In a significant move, Australia’s national gallery has decided to return three bronze sculptures dating back to the 9th and 10th centuries to Cambodia. The decision comes after a thorough investigation conducted by both countries to ascertain the origin of these artworks. The Cambodian government has applauded this development, considering it a crucial step towards rectifying past injustices. This decision is part of a wider global effort to repatriate cultural artifacts that have been looted and stolen.

The three sculptures in question originally belonged to the Champa Kingdom, which occupied parts of Cambodia and Vietnam in ancient times. The National Gallery of Australia (NGA) acquired these artworks in 2011 for a sum of A$2.3 million from Douglas Latchford, a British smuggler known for his involvement in the illicit antiquities trade. Latchford, who passed away in 2020, had faced allegations of dealing in stolen Cambodian artefacts since 2016. Posthumously, charges were filed against him for his connection to the theft of numerous Cambodian artworks.

As per the Australian Broadcasting Corporation (ABC), at least one of the statues was excavated from a field in Tboung Khmum, located in eastern Cambodia, in 1994. It was then smuggled to international art dealers in Thailand. Nawapan Kriangsak, Latchford’s daughter, collaborated with researchers from the NGA and Cambodia’s Ministry of Culture and Fine Arts to support the repatriation process.

While the sculptures will remain on display at the NGA in Canberra for the next three years, Cambodia is making arrangements to provide a new home for them in Phnom Penh, its capital city. At a handover ceremony, Australia’s Special Envoy for the Arts, Susan Templeman, emphasized the significance of this act in correcting historical wrongs and strengthening bilateral ties.

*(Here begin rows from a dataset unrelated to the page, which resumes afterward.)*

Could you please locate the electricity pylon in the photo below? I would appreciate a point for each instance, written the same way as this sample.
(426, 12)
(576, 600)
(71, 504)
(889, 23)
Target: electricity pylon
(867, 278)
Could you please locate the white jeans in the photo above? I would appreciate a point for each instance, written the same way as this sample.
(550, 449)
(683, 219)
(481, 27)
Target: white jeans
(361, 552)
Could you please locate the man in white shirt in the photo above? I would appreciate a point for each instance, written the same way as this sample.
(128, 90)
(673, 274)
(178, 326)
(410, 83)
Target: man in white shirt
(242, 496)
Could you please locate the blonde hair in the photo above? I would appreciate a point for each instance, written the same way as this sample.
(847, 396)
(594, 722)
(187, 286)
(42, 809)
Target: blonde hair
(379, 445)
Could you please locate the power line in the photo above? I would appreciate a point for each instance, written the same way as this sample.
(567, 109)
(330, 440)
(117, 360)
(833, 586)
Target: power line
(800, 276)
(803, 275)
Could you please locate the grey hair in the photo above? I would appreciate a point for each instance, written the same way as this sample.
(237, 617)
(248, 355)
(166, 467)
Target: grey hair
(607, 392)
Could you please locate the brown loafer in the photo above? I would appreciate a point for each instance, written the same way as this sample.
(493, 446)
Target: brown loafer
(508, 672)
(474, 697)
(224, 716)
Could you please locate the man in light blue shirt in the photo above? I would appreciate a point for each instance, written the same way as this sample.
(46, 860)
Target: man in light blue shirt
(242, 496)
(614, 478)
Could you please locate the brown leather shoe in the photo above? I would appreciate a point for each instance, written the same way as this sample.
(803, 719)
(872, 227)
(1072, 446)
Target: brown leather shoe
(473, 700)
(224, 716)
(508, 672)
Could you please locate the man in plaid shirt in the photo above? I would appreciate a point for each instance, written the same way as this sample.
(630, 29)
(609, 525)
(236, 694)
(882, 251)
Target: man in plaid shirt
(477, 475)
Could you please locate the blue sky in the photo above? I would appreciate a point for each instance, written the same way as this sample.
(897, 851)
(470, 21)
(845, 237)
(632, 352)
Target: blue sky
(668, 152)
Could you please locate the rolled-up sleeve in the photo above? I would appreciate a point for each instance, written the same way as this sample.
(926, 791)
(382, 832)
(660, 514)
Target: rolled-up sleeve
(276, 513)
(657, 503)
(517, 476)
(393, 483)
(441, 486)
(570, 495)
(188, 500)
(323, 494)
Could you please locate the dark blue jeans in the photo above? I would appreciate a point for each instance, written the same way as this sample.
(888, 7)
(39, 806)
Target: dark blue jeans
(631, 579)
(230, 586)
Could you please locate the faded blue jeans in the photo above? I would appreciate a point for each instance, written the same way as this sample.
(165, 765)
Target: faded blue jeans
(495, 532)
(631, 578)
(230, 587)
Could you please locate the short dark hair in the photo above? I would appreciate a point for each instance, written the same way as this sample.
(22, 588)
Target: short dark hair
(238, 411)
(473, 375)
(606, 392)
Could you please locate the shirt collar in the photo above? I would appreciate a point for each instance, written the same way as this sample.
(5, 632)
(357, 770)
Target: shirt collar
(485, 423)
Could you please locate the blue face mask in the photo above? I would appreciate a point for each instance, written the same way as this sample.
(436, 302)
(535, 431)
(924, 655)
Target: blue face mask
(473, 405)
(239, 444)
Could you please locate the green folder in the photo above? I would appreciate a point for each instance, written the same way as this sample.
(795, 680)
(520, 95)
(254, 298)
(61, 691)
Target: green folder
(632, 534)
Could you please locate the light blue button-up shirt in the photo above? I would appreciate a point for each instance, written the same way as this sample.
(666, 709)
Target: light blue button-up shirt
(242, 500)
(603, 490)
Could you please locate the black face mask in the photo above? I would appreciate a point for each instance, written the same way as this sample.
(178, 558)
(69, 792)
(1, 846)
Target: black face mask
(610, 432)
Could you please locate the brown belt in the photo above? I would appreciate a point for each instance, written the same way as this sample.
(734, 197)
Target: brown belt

Cambodia has consistently appealed to international governments for the return of thousands of antiquities that were stolen from its ancient temples. These include artifacts currently housed in the Victoria and Albert Museum and the British Museum. Notably, this is not the first instance in which the NGA has repatriated stolen artworks. In 2021, the gallery returned a collection of artifacts, some dating back to the 11th century, to India. These pieces were associated with Subhash Kapoor, an alleged antiquities smuggler, and the late New York art dealer William Wolff.

This move by Australia aligns with global efforts to repatriate culturally significant antiquities to their rightful owners. Earlier this year, it was announced that four Aboriginal spears, taken by British explorer Captain James Cook and his landing party in 1770, would be returned to their indigenous communities after being housed at Cambridge University for many years. The repatriation of these spears is the culmination of a 20-year campaign led by First Nations communities.

In conclusion, Australia’s decision to return the stolen Cambodian artefacts represents a significant stride towards rectifying historical injustices and promoting cultural heritage preservation. It highlights the importance of acknowledging and addressing the consequences of the illicit trade in antiquities. This action sets a positive precedent for other nations to follow, fostering a global movement towards the repatriation of looted cultural treasures.